Od egzotyki Azji do... Kazimierza

Udostępnij ten artykuł

Budowle i krajobrazy, tradycje i zwyczaje i na tym tle  rdzenni mieszkańcy. Piękne fotografie Mateusza Stachyry, wzbogacone o anegdoty z podróży do Indii, Birmy, Tajlandii i Indonezji złożyły się na niezwykle barwną opowieść o Azji, która stała się punktem wyjścia do rozmowy o fotografii w ramach Kazimierskiej Akademii Fotografii.

Ponad 70 osób przybyło na drugie z kolei spotkanie w ramach Kazimierskiej Akademii Fotografii w Kazimierskim Ośrodku Kultury, Promocji i Turystyki w Kazimierzu Dolnym 16 listopada. „Studenci” przyjechali na zajęcia nierzadko z daleka – z Lublina, Radzynia czy Warszawy.

Pokaz niezwykle barwnych zdjęć naszego redakcyjnego kolegi Mateusza Stachyry pokazujących z jednej strony obyczajowość kontynentu azjatyckiego, a z drugiej strony – jego mieszkańców stanowił punkt wyjścia do pleneru fotograficznego, którego tematem było uchwycenie egzotyki – tym razem – listopadowego Kazimierza. Poplenerowe fotografie uczestników zostały następnie poddane wnikliwej analizie.

- Zaletą tej Akademii jest to, że z jednej strony jest rzetelny pokaz czy wykład, potem jest plener, a potem rozliczenie finalne, podczas którego uczestnicy pokazują swoje zdjęcia i mają możliwość i przyjemność – bo zazwyczaj to się nie opiera na surowej krytyce, tylko na konstruktywnych radach – usłyszenia uwag na temat swojego sposobu fotografowania – mówi „rektor” Kazimierskiej Akademii Fotografii Maks Skrzeczkowski, fotografik. – Prof. Błoński mawiał, że dobre zdjęcie to takie, że nic dodać, nic ująć. Jest też mądre powiedzenie guru fotoreporterów Roberta Kappy, który uważał, że jeżeli Twoje zdjęcie jest niewystarczająco dobre, to znaczy, że nie podszedłeś wystarczająco blisko. Zdarza się, że wadą prezentowanych zdjęć jest właśnie to, że ludzie przy fotografowaniu mają pewien wstyd, opór do podejścia wystarczająco blisko do fotografowanego obiektu w sytuacjach, które wcale tego nie wymagają.

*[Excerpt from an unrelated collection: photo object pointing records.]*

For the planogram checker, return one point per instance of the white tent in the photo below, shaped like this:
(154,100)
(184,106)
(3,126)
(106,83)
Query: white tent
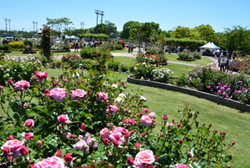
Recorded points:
(210,46)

Zajęcia w Kazimierskiej Akademii Fotografii zakończyły się po około 6 bardzo pracowitych godzinach. Plon tej pracy przedstawimy Państwu w oddzielnym fotoreportażu.

A już za miesiąc kolejne spotkanie. 14 grudnia podczas Kazimierskiego Jarmarku Świątecznego będzie okazja uchwycić Kazimierz świąteczny pod okiem byłego zastępcy redaktora naczelnego czasopisma National Geografic Andrzeja Koziary.

 

Kazimierski Portal Internetowy jest patronem medialnym tego wydarzenia.